Discrimination - Centre pour l'égalité des chances et la lutte contre le racisme - Instruments - Tests de situation - Recherche et répression

Unia
discrimination basée sur la nationalité
lutte contre la discrimination
travailleur migrant
chômage de migrant
Myria

Chronologie

17/12/2012 Envoi question
21/5/2013 Réponse

Question n° 5-7597 du 17 décembre 2012 : (Question posée en néerlandais)

Les médias ont récemment révélé que la Belgique est le pays européen où le taux d'emploi des immigrants est le plus faible. Cette inquiétante statistique nous rappelle une triste réalité : dans notre pays, la discrimination demeure un problème fondamental et structurel.

D'autres rapports et informations, des études de l'Eurobaromètre aux rapports d'Amnesty International, des tests de Volt au baromètre de discrimination de Kif Kif, abondent dans le même sens : la discrimination, sur tous les terrains, est une caractéristique foncière de notre société.

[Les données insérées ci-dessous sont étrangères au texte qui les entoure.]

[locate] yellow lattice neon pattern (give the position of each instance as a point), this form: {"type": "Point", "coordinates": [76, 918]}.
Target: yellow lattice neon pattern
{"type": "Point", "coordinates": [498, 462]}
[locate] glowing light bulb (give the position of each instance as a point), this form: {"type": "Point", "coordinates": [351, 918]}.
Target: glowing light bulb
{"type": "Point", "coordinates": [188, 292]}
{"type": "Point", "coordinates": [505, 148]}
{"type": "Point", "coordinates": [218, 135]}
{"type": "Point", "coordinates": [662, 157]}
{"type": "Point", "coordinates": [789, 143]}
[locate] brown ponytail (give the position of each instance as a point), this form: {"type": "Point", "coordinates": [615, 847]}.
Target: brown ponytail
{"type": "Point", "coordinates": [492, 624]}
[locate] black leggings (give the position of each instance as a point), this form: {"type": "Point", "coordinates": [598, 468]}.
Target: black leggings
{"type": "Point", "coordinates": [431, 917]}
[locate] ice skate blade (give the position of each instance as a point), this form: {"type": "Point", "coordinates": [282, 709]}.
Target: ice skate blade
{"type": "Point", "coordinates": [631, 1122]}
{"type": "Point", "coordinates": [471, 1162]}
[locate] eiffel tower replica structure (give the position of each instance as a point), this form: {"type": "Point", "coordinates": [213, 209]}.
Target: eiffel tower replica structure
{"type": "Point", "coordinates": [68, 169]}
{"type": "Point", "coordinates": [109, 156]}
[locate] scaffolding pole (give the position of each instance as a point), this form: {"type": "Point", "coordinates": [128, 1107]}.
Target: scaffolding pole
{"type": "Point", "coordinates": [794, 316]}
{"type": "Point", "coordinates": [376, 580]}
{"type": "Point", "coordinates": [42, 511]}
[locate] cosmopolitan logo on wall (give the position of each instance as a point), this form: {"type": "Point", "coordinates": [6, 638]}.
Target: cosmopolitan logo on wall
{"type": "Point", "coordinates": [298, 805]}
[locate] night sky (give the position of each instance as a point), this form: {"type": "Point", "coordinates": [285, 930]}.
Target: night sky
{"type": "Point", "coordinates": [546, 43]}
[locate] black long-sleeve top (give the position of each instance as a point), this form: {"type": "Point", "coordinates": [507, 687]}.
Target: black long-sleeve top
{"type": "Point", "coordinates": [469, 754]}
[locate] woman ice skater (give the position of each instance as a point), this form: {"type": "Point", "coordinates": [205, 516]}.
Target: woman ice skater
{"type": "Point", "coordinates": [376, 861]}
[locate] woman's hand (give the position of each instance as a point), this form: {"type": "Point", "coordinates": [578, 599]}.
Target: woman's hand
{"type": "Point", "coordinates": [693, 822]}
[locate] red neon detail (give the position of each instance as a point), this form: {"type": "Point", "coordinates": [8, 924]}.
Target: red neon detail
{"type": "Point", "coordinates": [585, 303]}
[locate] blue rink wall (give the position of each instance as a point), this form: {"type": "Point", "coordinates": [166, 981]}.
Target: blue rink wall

Ses nombreuses répercussions se laissent deviner : que ce soit dans le domaine de l'enseignement, de l'emploi ou du logement, les migrants sont désavantagés voire exclus.

Ces dernières années, la politique a déjà fait avancer les choses. Mais les initiatives manquent parfois d'éléments pratiques pour s'insérer concrètement dans la lutte contre la discrimination. De plus, le délit de discrimination reste difficile à prouver. Il n'y a souvent que des indices, et c'est pourquoi il n'est pas rare que la discrimination reste impunie. L'affaire Adecco, qui a mis dix ans à aboutir malgré des preuves écrites manifestes, illustre les énormes difficultés à faire condamner quelqu'un pour discrimination.

Il est plus que temps d'agir plus énergiquement, et donc d'introduire des tests de situation.

1) La ministre reconnaît-elle la discrimination est un problème fondamental et structurel dans notre pays ? Admet-elle qu'elle est néfaste à notre société, sur les plans non seulement humain mais aussi socioéconomique ? Se rend-elle compte que la situation n'évolue guère, en dépit de l'attention croissante du monde politique et des nombreuses initiatives méritoires ? Convient-elle qu'un changement de cap s'impose, et qu'il faut chercher des façons nouvelles et plus efficaces de lutter contre la discrimination ?

2) La ministre est-elle prête à étendre les instruments de lutte contre la discrimination en y ajoutant des méthodes proactives de recherche ? Que pense-t-elle des tests de situation ? Que pense-t-elle de l'idée d'étendre le mandat du Centre pour l'égalité des chances et la lutte contre le racisme pour lui permettre de détecter proactivement la discrimination ?Est-elle disposée à prendre une initiative et à évoquer le sujet avec ses collègues des gouvernements fédéral, régionaux et communautaires ?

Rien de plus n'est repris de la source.